One of the first things that Mephisto leads Faust to is to see the infinite in an individual object. By giving him a love potion, he falls in love with Gretchen. Similar to Mephistopheles, Gretchen is presented in the play as a principle of finitude. If we consider her to embody Faust’s earthly side, she draws him back to life. The fact of the play is that Faust continues to strive. Just like anything finite, there is this process of immersion and then consequently a shedding and retraction from that object, whether animate or inanimate. It speaks to how voracious this desire is for the ideal. Even human relationships need one incarnation after the other. When human beings have the desire to shed, the resultant human emotion is guilt. Among those like Faust, there is a great sense of guilt in the knowledge that one can never stay bound and fully committed to something. From Gretchen’s perspective, this makes this process of waxing and waning all the more difficult due to the arrival of Faust’s child.

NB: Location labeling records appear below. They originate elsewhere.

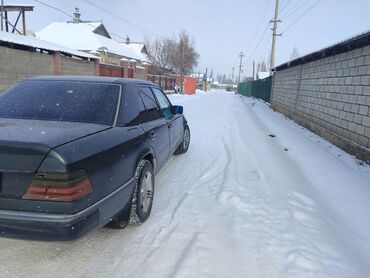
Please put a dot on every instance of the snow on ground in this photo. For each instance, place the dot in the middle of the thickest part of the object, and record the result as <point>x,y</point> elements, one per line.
<point>239,204</point>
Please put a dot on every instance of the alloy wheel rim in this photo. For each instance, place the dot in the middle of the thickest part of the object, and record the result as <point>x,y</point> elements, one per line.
<point>146,192</point>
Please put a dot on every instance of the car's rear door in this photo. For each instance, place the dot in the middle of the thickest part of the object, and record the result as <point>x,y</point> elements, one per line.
<point>175,122</point>
<point>157,127</point>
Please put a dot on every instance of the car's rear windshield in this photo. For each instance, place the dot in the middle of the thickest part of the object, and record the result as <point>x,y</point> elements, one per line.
<point>84,102</point>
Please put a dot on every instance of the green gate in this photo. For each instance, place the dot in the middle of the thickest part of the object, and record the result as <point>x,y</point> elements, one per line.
<point>260,89</point>
<point>245,88</point>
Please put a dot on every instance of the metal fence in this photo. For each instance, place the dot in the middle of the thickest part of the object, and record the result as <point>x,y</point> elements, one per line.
<point>260,89</point>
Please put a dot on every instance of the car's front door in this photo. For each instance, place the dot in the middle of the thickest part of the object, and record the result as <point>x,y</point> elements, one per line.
<point>175,121</point>
<point>156,128</point>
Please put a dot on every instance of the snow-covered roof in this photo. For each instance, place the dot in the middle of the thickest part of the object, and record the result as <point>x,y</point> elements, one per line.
<point>137,48</point>
<point>263,74</point>
<point>81,36</point>
<point>41,44</point>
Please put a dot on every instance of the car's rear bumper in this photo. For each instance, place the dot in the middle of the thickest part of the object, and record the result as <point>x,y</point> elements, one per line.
<point>45,226</point>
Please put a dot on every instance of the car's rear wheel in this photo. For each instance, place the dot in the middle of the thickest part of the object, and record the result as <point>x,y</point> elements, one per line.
<point>183,148</point>
<point>142,199</point>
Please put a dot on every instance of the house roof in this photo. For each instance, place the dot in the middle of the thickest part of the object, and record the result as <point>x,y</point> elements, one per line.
<point>83,36</point>
<point>139,49</point>
<point>341,47</point>
<point>263,74</point>
<point>6,37</point>
<point>99,79</point>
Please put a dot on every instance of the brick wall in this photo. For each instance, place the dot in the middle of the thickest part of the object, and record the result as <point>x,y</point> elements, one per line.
<point>16,65</point>
<point>77,67</point>
<point>330,96</point>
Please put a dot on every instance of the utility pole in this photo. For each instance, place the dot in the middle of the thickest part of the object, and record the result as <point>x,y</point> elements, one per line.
<point>2,15</point>
<point>205,80</point>
<point>241,55</point>
<point>253,69</point>
<point>274,35</point>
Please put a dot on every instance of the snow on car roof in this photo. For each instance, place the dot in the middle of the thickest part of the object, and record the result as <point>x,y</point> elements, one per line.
<point>41,44</point>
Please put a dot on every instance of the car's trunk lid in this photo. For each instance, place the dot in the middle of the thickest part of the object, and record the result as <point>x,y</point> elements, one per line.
<point>25,143</point>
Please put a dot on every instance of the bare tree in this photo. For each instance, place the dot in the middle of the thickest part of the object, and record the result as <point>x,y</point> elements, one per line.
<point>177,55</point>
<point>161,53</point>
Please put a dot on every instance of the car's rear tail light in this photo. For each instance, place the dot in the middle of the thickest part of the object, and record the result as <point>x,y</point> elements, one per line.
<point>59,187</point>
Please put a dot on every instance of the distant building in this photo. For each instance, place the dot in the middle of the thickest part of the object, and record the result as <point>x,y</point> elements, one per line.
<point>116,59</point>
<point>263,74</point>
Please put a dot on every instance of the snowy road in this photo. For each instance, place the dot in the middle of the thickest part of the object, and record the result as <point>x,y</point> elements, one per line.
<point>239,204</point>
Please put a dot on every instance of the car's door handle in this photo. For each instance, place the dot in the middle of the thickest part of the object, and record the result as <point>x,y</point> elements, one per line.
<point>152,134</point>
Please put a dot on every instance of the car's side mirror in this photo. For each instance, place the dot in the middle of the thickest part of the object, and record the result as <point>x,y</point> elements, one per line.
<point>178,109</point>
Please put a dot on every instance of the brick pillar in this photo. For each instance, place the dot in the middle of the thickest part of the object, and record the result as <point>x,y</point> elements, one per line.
<point>97,67</point>
<point>126,66</point>
<point>58,64</point>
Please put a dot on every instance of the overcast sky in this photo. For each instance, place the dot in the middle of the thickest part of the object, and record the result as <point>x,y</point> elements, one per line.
<point>221,29</point>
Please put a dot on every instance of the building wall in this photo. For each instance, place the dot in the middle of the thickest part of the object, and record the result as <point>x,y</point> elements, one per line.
<point>330,96</point>
<point>77,67</point>
<point>16,65</point>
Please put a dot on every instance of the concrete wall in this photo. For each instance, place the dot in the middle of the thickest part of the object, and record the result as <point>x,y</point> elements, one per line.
<point>330,96</point>
<point>15,65</point>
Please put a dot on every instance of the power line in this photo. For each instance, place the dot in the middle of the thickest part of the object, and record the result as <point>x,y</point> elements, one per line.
<point>301,16</point>
<point>296,9</point>
<point>54,8</point>
<point>265,7</point>
<point>263,37</point>
<point>285,6</point>
<point>120,17</point>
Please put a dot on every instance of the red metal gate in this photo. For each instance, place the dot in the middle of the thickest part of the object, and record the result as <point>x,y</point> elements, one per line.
<point>111,71</point>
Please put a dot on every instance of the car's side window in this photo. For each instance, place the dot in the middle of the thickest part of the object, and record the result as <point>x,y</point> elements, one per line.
<point>164,104</point>
<point>132,109</point>
<point>150,103</point>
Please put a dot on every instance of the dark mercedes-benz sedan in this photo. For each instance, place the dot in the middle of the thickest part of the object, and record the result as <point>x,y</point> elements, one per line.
<point>77,153</point>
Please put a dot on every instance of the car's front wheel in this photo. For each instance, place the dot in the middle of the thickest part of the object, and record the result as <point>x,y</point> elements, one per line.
<point>142,199</point>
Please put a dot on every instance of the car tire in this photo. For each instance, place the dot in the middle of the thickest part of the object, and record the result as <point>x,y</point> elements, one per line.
<point>142,199</point>
<point>184,146</point>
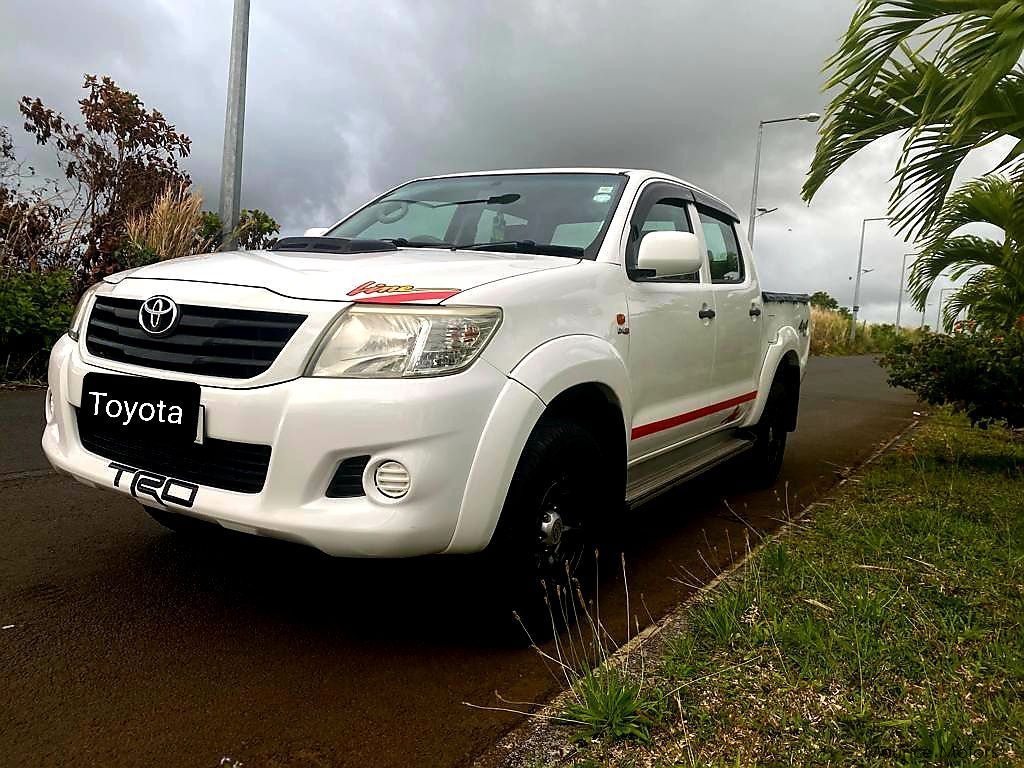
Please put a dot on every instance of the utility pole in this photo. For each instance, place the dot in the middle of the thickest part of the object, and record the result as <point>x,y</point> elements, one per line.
<point>899,302</point>
<point>230,167</point>
<point>860,265</point>
<point>811,117</point>
<point>940,322</point>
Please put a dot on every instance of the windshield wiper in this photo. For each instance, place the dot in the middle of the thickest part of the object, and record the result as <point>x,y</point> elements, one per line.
<point>525,246</point>
<point>404,243</point>
<point>497,200</point>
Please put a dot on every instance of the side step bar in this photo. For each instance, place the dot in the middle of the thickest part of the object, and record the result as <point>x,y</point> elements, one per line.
<point>673,469</point>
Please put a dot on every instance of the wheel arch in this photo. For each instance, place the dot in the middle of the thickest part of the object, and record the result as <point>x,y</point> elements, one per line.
<point>782,358</point>
<point>580,378</point>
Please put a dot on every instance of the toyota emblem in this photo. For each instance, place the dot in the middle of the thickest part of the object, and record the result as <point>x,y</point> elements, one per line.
<point>159,315</point>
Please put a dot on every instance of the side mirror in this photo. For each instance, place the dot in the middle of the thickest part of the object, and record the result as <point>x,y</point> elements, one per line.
<point>670,254</point>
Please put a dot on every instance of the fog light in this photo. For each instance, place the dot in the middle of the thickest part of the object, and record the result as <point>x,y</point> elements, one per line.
<point>391,479</point>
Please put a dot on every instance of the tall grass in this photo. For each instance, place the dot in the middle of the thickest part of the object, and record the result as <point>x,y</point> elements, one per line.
<point>830,335</point>
<point>170,228</point>
<point>607,695</point>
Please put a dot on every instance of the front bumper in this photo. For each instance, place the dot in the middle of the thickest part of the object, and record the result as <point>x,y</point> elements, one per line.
<point>433,426</point>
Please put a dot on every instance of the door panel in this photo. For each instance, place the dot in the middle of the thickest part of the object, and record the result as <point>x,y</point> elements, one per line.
<point>737,329</point>
<point>672,348</point>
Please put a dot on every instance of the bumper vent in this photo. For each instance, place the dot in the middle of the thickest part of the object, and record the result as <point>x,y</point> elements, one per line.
<point>208,341</point>
<point>218,464</point>
<point>347,480</point>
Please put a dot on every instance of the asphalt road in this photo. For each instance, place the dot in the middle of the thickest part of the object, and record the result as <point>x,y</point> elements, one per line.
<point>131,646</point>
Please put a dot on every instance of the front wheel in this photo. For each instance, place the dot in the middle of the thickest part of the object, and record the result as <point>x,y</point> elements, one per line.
<point>549,520</point>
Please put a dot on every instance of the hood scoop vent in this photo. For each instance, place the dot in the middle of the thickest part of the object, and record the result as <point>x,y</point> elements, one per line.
<point>332,245</point>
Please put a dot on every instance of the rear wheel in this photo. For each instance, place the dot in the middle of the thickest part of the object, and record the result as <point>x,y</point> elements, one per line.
<point>765,459</point>
<point>548,523</point>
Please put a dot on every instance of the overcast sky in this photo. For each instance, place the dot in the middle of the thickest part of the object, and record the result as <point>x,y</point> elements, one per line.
<point>348,98</point>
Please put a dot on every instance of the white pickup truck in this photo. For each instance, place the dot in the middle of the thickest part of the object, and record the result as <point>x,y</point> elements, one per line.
<point>485,360</point>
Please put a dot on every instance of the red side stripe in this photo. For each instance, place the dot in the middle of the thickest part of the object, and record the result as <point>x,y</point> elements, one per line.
<point>399,298</point>
<point>675,421</point>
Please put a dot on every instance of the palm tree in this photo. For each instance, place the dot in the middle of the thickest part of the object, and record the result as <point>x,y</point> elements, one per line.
<point>994,293</point>
<point>944,72</point>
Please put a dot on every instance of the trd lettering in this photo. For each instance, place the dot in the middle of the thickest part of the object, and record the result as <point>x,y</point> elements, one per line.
<point>159,487</point>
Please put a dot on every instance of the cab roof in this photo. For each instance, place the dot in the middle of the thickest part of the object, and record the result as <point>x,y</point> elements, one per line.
<point>634,173</point>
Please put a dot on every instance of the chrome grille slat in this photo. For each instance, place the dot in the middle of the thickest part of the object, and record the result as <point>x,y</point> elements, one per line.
<point>208,341</point>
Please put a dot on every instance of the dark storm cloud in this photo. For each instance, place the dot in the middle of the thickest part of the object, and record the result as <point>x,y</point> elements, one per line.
<point>345,99</point>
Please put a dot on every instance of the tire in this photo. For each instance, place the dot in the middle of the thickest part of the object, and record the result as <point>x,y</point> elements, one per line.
<point>182,524</point>
<point>549,523</point>
<point>765,459</point>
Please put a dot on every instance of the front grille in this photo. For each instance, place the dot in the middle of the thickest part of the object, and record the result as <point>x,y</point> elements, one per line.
<point>347,480</point>
<point>208,341</point>
<point>219,464</point>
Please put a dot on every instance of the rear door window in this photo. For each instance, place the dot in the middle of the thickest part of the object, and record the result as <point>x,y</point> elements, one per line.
<point>723,248</point>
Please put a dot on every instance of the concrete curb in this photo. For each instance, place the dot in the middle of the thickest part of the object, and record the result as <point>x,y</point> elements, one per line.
<point>539,738</point>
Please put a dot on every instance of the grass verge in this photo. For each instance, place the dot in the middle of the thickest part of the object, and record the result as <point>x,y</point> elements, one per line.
<point>883,630</point>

Goethe’s play seeks to find resolution in this age-old problem of human existence that Faust embodies. Faust is truly a work of art in its attempt to take on one of the most profound and harrowing questions that has arguably come to define the struggle of living in a finite world with infinite desires. Although the topic of reason is not mentioned explicitly much within the text, it is by this faculty that confers our stature as rational animals that also engenders this unfulfilled striving. The principle lesson that exists within Faust is that humanity is not in a position to acquire perfection, but the most one can ask for is to possess control of their life. To do so is to free oneself from a state of powerlessness by acknowledging the personal power that is harnessed through taking responsibility for one’s individual state of mind on a daily basis.